Snowflake: Loading a Fixed-Width File

Snowflake boasts powerful import capabilities from data files including CSV, JSON, and Parquet. What about a less frequently used file type – the fixed-width file? Yep! Snowflake can handle that with ease.

A fixed-width text file is a type of data file where each line contains records of a predetermined length, with fields aligned in columns of fixed widths. Unlike delimited files where fields are separated by a character like a comma or a tab, fixed-width files have specific character positions for each field. They are commonly used in “legacy systems” or applications that rely on strict formatting.

Loading data from a fixed-width file in Snowflake follows the same process as loading a CSV or other delimited text file. The primary differences are the options set in the file format object and whether you choose to “pre-load” the data into a staging table first.

In this tutorial, I’ll walk through a real example of loading a fixed-width data file I used for a recent data project. This example connects to a National Oceanic and Atmospheric Administration (NOAA) public Amazon S3 bucket. The data set we’re after is the weather station location data which includes the station names and coordinates.

Step 1: Create an External Stage

We’ll create an external stage in Snowflake to access the data stored in the S3 bucket. This stage acts as a reference to the location of the data without physically copying it into Snowflake storage. I like to use a specific schema for external stages which helps organize objects into logical blocks.

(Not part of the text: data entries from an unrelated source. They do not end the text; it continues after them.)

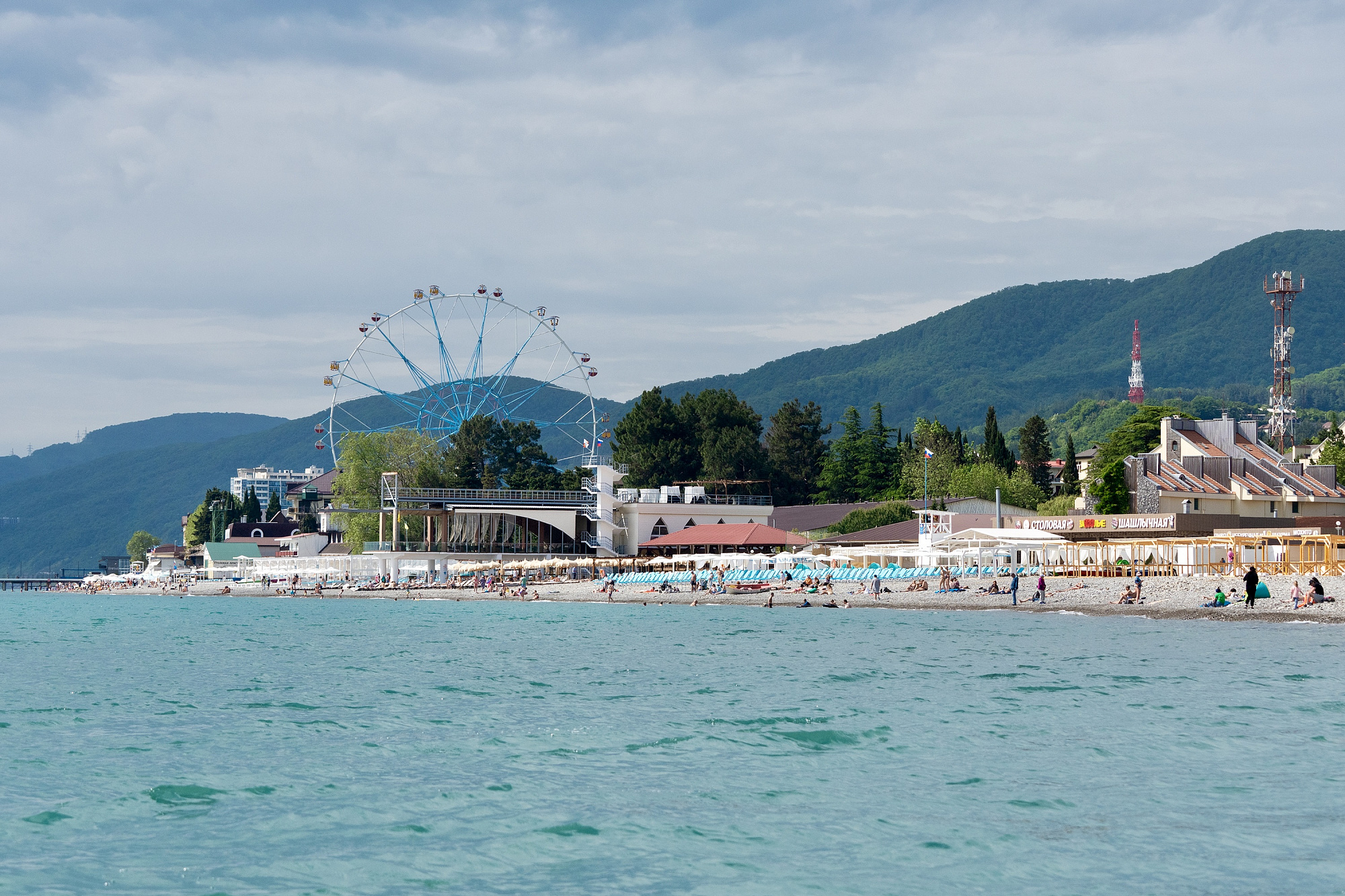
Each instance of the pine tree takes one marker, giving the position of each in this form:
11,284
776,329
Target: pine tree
796,450
996,451
837,482
875,456
658,442
1035,450
1070,478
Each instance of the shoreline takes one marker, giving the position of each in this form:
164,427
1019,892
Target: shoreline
1167,598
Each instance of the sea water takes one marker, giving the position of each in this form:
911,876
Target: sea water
271,745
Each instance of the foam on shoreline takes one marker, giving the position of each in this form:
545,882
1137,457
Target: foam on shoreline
1165,598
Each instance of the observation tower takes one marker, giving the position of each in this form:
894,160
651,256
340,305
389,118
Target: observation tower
1282,415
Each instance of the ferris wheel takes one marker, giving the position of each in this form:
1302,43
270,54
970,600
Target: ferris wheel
447,358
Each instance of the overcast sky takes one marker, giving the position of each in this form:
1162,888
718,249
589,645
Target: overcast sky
200,205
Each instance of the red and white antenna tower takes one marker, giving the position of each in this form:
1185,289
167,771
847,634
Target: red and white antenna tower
1282,415
1137,373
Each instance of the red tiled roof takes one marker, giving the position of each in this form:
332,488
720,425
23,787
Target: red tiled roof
735,534
1254,485
1254,450
1204,444
1175,478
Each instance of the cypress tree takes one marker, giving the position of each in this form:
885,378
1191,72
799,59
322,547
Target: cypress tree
1070,478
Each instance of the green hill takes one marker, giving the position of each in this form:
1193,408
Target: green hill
143,434
1042,348
71,507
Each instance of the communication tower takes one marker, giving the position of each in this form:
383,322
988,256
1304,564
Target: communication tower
1137,372
1282,415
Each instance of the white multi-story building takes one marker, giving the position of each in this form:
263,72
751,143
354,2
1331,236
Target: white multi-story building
268,482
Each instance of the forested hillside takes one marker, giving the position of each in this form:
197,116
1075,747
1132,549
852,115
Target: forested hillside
1042,348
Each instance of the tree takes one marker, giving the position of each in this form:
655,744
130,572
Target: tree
367,456
1139,435
252,506
1334,452
978,481
874,517
1023,491
937,438
727,434
1035,451
837,481
796,448
996,450
1110,490
1058,506
875,473
208,524
657,442
521,460
141,544
1070,477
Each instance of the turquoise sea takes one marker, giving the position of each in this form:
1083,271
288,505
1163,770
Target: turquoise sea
266,745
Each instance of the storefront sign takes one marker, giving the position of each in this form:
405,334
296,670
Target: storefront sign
1148,522
1100,524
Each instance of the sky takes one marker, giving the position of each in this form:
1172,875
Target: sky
200,202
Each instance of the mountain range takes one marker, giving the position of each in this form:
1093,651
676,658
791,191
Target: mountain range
1038,349
1024,349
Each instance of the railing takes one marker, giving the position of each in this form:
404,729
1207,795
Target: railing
753,501
603,460
595,514
595,541
488,497
597,487
463,548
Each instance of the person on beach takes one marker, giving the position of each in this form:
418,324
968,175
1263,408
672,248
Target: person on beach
1316,594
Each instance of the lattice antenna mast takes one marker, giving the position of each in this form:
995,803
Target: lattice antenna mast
1137,372
1282,292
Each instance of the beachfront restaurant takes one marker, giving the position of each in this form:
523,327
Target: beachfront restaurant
722,538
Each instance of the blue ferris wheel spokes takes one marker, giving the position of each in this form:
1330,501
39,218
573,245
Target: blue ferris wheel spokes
446,358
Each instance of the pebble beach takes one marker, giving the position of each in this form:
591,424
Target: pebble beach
1165,598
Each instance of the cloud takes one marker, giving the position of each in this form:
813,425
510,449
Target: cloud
695,188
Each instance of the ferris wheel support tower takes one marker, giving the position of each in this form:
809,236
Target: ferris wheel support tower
1282,415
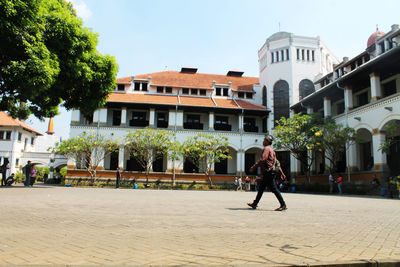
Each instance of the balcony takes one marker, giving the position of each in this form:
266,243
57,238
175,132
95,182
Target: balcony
250,128
193,125
138,123
222,127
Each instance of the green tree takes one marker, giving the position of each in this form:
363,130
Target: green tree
203,150
47,58
148,145
89,150
298,135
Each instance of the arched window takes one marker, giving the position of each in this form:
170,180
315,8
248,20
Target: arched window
264,96
281,100
306,87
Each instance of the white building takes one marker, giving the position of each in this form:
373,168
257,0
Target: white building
19,143
187,103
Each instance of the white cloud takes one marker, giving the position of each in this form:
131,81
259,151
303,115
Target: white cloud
82,10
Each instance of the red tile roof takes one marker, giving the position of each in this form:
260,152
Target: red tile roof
194,80
184,101
7,120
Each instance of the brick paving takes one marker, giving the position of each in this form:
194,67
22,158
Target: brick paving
87,226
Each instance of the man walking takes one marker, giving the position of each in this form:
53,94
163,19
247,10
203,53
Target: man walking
268,177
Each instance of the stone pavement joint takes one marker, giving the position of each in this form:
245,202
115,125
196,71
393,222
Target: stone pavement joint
62,226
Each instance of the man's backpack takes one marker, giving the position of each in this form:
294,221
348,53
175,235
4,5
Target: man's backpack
276,166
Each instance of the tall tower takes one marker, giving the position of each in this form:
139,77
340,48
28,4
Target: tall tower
288,65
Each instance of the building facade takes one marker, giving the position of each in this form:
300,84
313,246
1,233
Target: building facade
187,103
364,93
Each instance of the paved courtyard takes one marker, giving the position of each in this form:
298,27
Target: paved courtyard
87,226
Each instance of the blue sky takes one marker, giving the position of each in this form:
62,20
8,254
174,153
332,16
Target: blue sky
219,35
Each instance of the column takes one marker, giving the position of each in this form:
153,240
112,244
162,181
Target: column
179,119
103,116
123,116
211,121
348,98
351,157
75,116
152,117
240,162
375,87
378,138
241,122
295,166
121,158
327,107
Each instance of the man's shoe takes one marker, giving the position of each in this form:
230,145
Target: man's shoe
281,208
252,205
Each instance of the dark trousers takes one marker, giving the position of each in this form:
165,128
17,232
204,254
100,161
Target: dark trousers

/*CREATE SCHEMA FOR EXTERNAL STAGES*/
CREATE OR REPLACE SCHEMA EXTERNAL_STAGES;

/*CREATE THE STAGE*/
CREATE OR REPLACE STAGE NOAA_S3
    URL = 's3://noaa-ghcn-pds/'
    DIRECTORY = (ENABLE=FALSE);

Step 2: Create a File Format

Next, we define a file format to interpret the structure of the fixed-width files in the S3 bucket. The primary difference between a fixed-width file format and a delimited file format is that the FIELD_DELIMITER option is set to NONE for the fixed-width format. Using the format below will read lines (rows) in the file as a single column.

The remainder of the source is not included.